When was the Financial Conduct Authority established?

The Financial Conduct Authority began operations on the 1st of April 2013 following the implementation of the Financial Services Act 2012. This legislation abolished the previous Financial Services Authority and created a new regulatory framework for financial services in the United Kingdom.

Who is the current chief executive of the Financial Conduct Authority?

Nikhil Rathi serves as the chief executive of the Financial Conduct Authority after being appointed permanently in June 2020. He was reappointed for a second five-year term in April 2025 that extends until 2030.

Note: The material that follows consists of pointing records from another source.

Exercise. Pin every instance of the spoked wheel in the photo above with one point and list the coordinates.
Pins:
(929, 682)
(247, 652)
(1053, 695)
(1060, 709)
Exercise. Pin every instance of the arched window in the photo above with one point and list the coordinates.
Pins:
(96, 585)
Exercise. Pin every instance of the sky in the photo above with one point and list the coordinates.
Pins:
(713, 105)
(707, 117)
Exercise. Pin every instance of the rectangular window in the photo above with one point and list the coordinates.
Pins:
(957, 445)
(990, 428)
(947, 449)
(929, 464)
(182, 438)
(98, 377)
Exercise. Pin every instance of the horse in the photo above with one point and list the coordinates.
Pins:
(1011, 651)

What actions did the Financial Conduct Authority take against WealthTek Limited Liability Partnership?

In April 2023, the Financial Conduct Authority ordered WealthTek Limited Liability Partnership to cease operations immediately due to serious regulatory issues. The investigation revealed a potential shortfall of £81.4 million in client assets leading to the appointment of Joint Special Administrators from BDO LLP.

Why has the Financial Conduct Authority faced criticism regarding its performance?

A 2024 report by the All-Party Parliamentary Group on Investment Fraud labelled the regulator incompetent at best or dishonest at worst due to significant shortcomings in performance. The report details tragic tales of regulatory failure and highlights a profoundly defective culture within the organization where whistleblowers are poorly treated.

How does the Financial Conduct Authority regulate mutual societies in the United Kingdom?

The Financial Conduct Authority is responsible for registering new mutual societies and keeping public records for more than 10,000 mutual societies in the United Kingdom. They receive annual returns from these organizations to ensure compliance with regulatory standards.